Quick Python Guide
Python is quite a big landscape, it can be intimidating to know how to manage projects.
Here is my ultra minimal Python setup. It only requires the installation of one non-standard tool.
Project Management
Install pyenv
Very often we want to have multiple versions of Python installed on our
systems. For this I recommend pyenv
.
If you are fine with the system Python you can skip this step.
On macos:
brew install pyenv
Others:
curl https://pyenv.run | bash
Update your .bashrc
file to load pyenv:
export PYENV_ROOT="$HOME/.pyenv"
command -v pyenv >/dev/null || export PATH="$PYENV_ROOT/bin:$PATH"
eval "$(pyenv init -)"
Source your .bashrc
to load the changes:
source ~/.bashrc
Getting Started
Lets create a new folder for our test project:
mkdir test-project
cd test-project
Lets use python 3.9. We can use pyenv to install it:
pyenv install 3.9.16
We can create a .python-version
file in the project which will auto
load and set us on 3.9 when we cd into this directory with:
pyenv local 3.9.16
cat .python-version
We can verify that we are using the correct python version:
python --version
Creating a virtualenv with venv
Before we can write code and install packages we need to create what’s called a virtualenv. In the Python world you can sorta think of this like a sandbox where anything you do in it is contained just in the virtual environment.

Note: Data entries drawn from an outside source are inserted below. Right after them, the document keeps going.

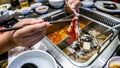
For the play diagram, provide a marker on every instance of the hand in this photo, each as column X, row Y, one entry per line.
column 71, row 6
column 33, row 32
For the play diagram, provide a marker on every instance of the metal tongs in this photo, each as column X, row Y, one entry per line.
column 112, row 28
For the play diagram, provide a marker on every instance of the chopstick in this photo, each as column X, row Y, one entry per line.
column 51, row 22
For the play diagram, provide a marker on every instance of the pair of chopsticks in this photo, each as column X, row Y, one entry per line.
column 51, row 22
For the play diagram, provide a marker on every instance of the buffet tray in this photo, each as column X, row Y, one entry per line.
column 88, row 25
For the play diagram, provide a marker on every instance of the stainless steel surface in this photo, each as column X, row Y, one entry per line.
column 100, row 16
column 105, row 51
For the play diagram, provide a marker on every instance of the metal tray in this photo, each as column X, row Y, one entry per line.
column 88, row 25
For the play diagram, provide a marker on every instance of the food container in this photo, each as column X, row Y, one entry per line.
column 87, row 3
column 33, row 59
column 42, row 9
column 35, row 5
column 25, row 11
column 114, row 62
column 56, row 3
column 76, row 53
column 4, row 14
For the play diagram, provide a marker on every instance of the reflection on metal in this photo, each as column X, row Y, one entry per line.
column 108, row 48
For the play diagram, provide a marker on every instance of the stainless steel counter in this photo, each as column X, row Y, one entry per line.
column 101, row 59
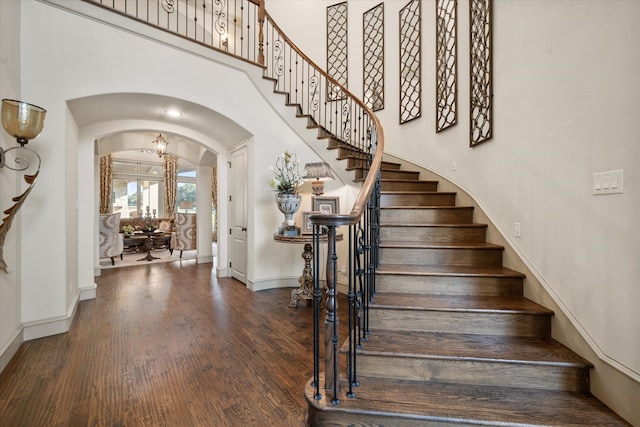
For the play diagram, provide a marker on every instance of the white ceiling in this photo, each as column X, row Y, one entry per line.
column 148, row 107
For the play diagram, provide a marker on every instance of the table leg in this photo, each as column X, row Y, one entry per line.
column 305, row 291
column 148, row 245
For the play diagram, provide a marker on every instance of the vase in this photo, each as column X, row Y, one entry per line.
column 288, row 205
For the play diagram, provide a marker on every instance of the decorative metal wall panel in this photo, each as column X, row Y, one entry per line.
column 410, row 68
column 337, row 48
column 373, row 57
column 446, row 64
column 481, row 105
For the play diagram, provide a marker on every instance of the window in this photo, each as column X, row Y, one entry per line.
column 137, row 189
column 186, row 196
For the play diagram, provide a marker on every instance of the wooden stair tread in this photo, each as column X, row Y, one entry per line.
column 417, row 403
column 428, row 207
column 436, row 245
column 436, row 225
column 460, row 303
column 417, row 192
column 532, row 350
column 448, row 270
column 405, row 180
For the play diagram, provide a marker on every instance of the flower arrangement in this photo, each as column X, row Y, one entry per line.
column 287, row 176
column 149, row 227
column 127, row 230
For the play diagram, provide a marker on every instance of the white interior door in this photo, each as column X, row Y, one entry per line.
column 238, row 214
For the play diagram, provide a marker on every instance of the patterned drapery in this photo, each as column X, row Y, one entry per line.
column 105, row 184
column 170, row 184
column 214, row 200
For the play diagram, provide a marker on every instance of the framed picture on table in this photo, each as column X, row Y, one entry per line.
column 325, row 204
column 307, row 227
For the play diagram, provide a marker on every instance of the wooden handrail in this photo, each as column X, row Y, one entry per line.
column 360, row 204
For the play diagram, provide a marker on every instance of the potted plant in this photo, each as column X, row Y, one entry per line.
column 286, row 181
column 127, row 230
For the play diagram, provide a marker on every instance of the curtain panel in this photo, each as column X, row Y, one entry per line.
column 106, row 173
column 214, row 200
column 170, row 184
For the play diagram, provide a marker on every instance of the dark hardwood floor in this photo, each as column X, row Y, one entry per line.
column 167, row 345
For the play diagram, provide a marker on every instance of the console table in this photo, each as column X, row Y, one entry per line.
column 305, row 291
column 147, row 241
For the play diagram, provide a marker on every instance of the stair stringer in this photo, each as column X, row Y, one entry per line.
column 313, row 136
column 607, row 378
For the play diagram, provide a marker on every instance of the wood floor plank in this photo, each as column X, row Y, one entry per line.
column 167, row 345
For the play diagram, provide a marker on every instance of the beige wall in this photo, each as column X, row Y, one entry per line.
column 566, row 101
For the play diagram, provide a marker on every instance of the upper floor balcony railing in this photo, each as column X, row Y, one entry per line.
column 244, row 29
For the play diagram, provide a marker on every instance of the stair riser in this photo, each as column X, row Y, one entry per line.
column 426, row 216
column 493, row 373
column 348, row 152
column 448, row 285
column 338, row 416
column 398, row 174
column 461, row 322
column 433, row 234
column 409, row 186
column 353, row 163
column 440, row 256
column 418, row 199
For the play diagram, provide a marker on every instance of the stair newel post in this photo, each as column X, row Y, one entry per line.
column 332, row 321
column 261, row 16
column 317, row 302
column 351, row 357
column 358, row 273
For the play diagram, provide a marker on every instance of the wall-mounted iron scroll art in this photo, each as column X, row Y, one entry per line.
column 481, row 93
column 410, row 74
column 337, row 49
column 446, row 64
column 373, row 57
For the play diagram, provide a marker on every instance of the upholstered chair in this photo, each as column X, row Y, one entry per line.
column 110, row 239
column 184, row 237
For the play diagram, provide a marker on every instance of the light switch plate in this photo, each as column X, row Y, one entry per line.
column 610, row 182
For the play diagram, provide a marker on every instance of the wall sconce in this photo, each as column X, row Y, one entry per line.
column 185, row 205
column 224, row 37
column 24, row 122
column 317, row 173
column 161, row 145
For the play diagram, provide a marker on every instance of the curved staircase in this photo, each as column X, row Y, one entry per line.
column 452, row 339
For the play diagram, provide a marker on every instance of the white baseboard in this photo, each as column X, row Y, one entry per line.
column 273, row 284
column 54, row 325
column 11, row 348
column 207, row 259
column 88, row 293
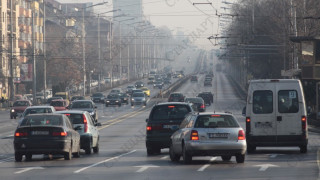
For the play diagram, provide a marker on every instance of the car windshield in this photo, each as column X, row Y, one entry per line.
column 216, row 121
column 166, row 112
column 81, row 105
column 42, row 121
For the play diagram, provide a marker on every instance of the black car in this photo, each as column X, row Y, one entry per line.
column 176, row 97
column 98, row 97
column 163, row 121
column 124, row 98
column 46, row 134
column 85, row 105
column 113, row 99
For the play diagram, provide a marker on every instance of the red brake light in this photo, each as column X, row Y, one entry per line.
column 241, row 135
column 194, row 135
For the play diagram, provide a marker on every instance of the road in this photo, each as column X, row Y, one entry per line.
column 123, row 154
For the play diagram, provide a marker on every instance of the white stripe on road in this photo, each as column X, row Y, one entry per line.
column 96, row 164
column 206, row 165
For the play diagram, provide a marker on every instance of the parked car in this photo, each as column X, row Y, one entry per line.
column 113, row 99
column 164, row 119
column 208, row 134
column 176, row 97
column 98, row 97
column 46, row 134
column 85, row 105
column 138, row 98
column 18, row 108
column 86, row 127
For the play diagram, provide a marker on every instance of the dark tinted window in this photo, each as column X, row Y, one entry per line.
column 216, row 121
column 262, row 102
column 166, row 112
column 288, row 101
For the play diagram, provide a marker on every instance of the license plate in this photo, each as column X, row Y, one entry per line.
column 40, row 132
column 218, row 135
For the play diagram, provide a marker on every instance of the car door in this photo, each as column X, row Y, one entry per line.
column 289, row 110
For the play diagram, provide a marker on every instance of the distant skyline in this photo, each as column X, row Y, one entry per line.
column 178, row 15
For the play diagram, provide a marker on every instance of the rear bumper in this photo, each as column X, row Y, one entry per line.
column 198, row 148
column 284, row 140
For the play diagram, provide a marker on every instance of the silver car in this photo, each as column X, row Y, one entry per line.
column 209, row 134
column 138, row 98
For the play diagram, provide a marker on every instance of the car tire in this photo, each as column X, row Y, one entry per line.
column 68, row 155
column 187, row 158
column 226, row 158
column 96, row 149
column 88, row 150
column 173, row 157
column 303, row 149
column 18, row 157
column 240, row 158
column 28, row 157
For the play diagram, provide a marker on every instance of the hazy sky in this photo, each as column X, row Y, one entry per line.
column 197, row 21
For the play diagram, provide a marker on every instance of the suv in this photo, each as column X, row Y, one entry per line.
column 163, row 121
column 176, row 97
column 86, row 127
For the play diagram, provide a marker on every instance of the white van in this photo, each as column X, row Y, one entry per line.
column 276, row 114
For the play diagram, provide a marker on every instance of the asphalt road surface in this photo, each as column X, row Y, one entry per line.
column 123, row 154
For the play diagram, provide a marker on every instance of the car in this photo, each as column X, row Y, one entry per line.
column 194, row 78
column 124, row 98
column 86, row 127
column 198, row 103
column 164, row 119
column 139, row 84
column 176, row 97
column 18, row 108
column 138, row 98
column 59, row 104
column 46, row 134
column 74, row 98
column 208, row 134
column 146, row 91
column 276, row 114
column 113, row 99
column 98, row 97
column 85, row 105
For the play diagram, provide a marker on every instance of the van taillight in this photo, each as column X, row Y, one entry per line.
column 85, row 122
column 241, row 135
column 194, row 135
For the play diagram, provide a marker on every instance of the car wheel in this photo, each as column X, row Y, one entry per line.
column 96, row 149
column 18, row 156
column 187, row 158
column 28, row 157
column 240, row 158
column 303, row 149
column 68, row 155
column 226, row 158
column 88, row 150
column 174, row 157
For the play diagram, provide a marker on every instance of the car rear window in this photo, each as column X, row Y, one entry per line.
column 166, row 112
column 216, row 121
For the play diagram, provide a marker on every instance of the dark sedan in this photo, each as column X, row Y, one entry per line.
column 46, row 134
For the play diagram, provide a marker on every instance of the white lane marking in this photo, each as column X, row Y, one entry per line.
column 96, row 164
column 264, row 167
column 206, row 165
column 145, row 167
column 165, row 157
column 27, row 169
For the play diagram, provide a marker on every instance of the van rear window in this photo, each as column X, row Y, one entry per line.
column 262, row 102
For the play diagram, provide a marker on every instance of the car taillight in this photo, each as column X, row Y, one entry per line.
column 194, row 135
column 20, row 134
column 85, row 122
column 241, row 135
column 59, row 133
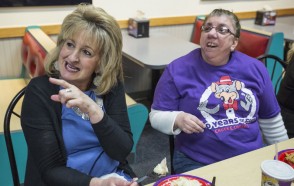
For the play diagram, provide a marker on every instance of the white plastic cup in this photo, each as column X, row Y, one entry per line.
column 276, row 173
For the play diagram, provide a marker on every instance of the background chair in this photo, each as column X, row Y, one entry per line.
column 16, row 147
column 276, row 68
column 138, row 115
column 256, row 44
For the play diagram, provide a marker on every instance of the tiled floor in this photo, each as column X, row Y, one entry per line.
column 152, row 148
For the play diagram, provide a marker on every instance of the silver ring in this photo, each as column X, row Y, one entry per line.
column 68, row 90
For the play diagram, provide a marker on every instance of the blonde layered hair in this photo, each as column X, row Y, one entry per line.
column 101, row 30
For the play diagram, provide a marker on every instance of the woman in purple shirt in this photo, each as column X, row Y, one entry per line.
column 218, row 102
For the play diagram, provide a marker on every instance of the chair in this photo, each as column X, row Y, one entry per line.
column 138, row 115
column 256, row 44
column 276, row 68
column 15, row 144
column 171, row 139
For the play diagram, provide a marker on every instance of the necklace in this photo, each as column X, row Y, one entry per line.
column 85, row 116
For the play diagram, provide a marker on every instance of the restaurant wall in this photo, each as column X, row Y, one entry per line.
column 122, row 10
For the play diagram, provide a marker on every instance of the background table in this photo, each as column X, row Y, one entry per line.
column 152, row 54
column 242, row 170
column 283, row 24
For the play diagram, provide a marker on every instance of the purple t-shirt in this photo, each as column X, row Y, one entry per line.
column 229, row 99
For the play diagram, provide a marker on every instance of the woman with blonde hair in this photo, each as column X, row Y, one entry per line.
column 75, row 118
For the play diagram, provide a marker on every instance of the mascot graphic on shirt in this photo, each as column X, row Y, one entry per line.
column 221, row 99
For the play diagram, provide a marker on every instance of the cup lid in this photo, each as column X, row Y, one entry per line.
column 278, row 170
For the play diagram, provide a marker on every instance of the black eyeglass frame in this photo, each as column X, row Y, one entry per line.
column 217, row 29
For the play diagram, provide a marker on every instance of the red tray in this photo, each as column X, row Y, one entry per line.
column 282, row 155
column 166, row 181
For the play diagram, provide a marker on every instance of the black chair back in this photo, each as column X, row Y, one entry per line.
column 7, row 134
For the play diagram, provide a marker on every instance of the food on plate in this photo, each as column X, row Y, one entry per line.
column 182, row 181
column 161, row 169
column 289, row 157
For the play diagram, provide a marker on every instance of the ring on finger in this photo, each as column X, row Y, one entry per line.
column 68, row 90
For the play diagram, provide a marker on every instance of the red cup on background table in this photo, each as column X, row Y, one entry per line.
column 287, row 156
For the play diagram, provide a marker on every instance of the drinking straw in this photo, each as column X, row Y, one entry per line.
column 276, row 148
column 213, row 181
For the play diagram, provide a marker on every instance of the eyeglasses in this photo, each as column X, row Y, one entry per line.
column 223, row 30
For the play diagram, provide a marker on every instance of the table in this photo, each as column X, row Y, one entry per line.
column 155, row 52
column 242, row 170
column 283, row 24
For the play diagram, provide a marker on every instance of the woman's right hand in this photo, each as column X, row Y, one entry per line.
column 112, row 181
column 188, row 123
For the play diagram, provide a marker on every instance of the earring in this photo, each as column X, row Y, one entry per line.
column 96, row 80
column 56, row 66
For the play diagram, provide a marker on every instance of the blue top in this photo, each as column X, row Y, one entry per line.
column 84, row 150
column 229, row 99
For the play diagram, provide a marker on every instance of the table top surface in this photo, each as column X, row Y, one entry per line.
column 155, row 51
column 242, row 170
column 283, row 24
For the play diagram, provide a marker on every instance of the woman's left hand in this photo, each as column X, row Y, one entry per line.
column 72, row 96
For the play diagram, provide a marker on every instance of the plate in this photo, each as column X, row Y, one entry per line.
column 166, row 181
column 282, row 155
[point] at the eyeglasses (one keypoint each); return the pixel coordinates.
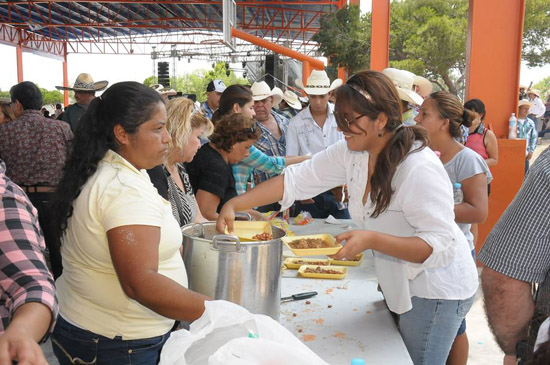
(248, 130)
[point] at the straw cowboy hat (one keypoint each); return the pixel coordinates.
(534, 92)
(85, 82)
(292, 100)
(318, 83)
(524, 102)
(261, 90)
(403, 81)
(163, 90)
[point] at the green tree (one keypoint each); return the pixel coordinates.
(344, 38)
(427, 37)
(150, 81)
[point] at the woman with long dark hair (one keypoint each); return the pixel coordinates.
(123, 282)
(401, 197)
(442, 114)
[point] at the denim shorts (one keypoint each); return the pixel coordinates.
(73, 345)
(430, 327)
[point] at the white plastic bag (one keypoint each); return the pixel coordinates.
(229, 334)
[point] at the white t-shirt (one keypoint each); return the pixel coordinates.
(422, 206)
(89, 292)
(304, 135)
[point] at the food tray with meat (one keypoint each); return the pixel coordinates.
(296, 262)
(356, 261)
(323, 272)
(249, 231)
(312, 245)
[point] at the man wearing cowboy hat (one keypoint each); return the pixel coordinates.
(290, 105)
(537, 109)
(410, 99)
(273, 125)
(527, 130)
(313, 130)
(214, 91)
(84, 92)
(34, 149)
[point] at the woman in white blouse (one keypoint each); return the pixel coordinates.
(401, 197)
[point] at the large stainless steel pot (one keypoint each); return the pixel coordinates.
(246, 273)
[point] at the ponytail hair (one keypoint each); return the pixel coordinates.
(371, 93)
(450, 107)
(128, 104)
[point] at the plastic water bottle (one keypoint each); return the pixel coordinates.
(457, 193)
(513, 127)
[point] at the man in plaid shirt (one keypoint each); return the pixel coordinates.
(29, 306)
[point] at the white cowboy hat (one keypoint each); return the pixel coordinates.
(403, 81)
(260, 91)
(163, 90)
(534, 92)
(292, 100)
(318, 83)
(85, 82)
(524, 102)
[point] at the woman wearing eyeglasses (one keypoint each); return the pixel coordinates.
(210, 172)
(401, 198)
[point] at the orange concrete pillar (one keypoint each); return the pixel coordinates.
(65, 76)
(380, 35)
(493, 59)
(19, 55)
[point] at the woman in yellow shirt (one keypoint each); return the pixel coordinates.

This will let us maintain separate versions of various packages if we need to.
Create the virtualenv:
python -m venv .venv
This creates a folder called .venv
which contains our virtual environment. We can activate it with the following:
source .venv/bin/activate
Now all our python tools should be scoped to the virtualenv. Running:
which python
Should show that our python is being sourced by the .venv folder. If you ever want to break free from the virtual environment you can run:
deactivate
Using pip inside the virtual environment
Pip is used to install packages. It’s important to note that if you have not activated the virtual environment you will be using your global pip/python environment.
It is common to create a file called requirements.txt
which contains our list of dependencies.
touch requirements.txt
Lets install numpy, so add the following to requirements.txt
:
numpy==1.24.4
If you don’t care about the version you could just say numpy
but I recommend freezing the deps then which I describe later in this document. Now we can install things to the virtual environment with:
pip install -r requirements.txt
We can validate that this worked by dropping into a python shell:
python
Now lets import numpy:
import numpy as np
exit()
Another way we can do this is by installing directly with pip, lets install a code formatter called black
:
pip install black
The issue here though is if we want to pull the project down again we need to remember we installed this. We can leverage
a command called pip freeze
to export our environment back to the requirements.txt
file.
Go ahead and run:
pip freeze
You’ll see it also dumps out the transitive dependencies we would like to install as well. To avoid polluting our main requirements.txt
file
I like to store the frozen deps in a different file, but that’s up to you:
pip freeze > requirements-frozen.txt
Using VS Code
If you use VS code things should just work out of the box. You need to open the project while the virtual environment is activated:
code .
The correct python version as well as the virtual environment should be shown at the bottom right. If you create a new python file called main.py
you should be able to insert the following program:
import numpy as np
a = np.arange(15).reshape(3, 5)
print(a)
You should have auto complete setup automatically at this point.
Common tools and libraries
Code formatting
I recommend using black
. You can install/use it with:
pip install black
black .
Don’t forget to freeze it in your requirements file!
Linting
I like ruff
. You can install/use it with:
pip install ruff
ruff .
Don’t forget to freeze it in your requirements file!
Tests
I recommend pytest
. Install it with:
pip install pytest
mkdir test
touch test/my_test.py
Inside my_test.py
add:
def test_failure():
assert False
Now you can run:
pytest
And you should see failures.
Adding src paths
Let say you had the following code in src/main.py
:
def add_one(x):
return x + 1
Now lets say we had the following test in test/test_main.py
:
from main import add_one
def test_add_one():
assert add_one(1) == 2
You’ll notice that the import fails to resolve. Historically in Python you would need to update
the PYTHONPATH environment variable to fix the path issues. As of pytest v7+ you can now use
a pyproject.toml
file in your project root to accomplish this.
touch pyproject.toml
And inside put:
[tool.pytest.ini_options]
pythonpath = [
"src"
]
Now pytest
should work.
Typechecking
Lets use mypy
to test do typechecking. VS Code ships with its own which works well but here’s how we can
check things via the CLI:
pip install mypy
Lets add this function to our main.py
file:
def type_checker_fail() -> int:
return "Hello World"
Now run:
mypy .
And you should see the type error.
Debugging
Python ships with a library called pdb, you can use it in your code like:
import pdb; pdb.set_trace()
Now just run your code and you’ll drop into the debugger when you hit the trace point.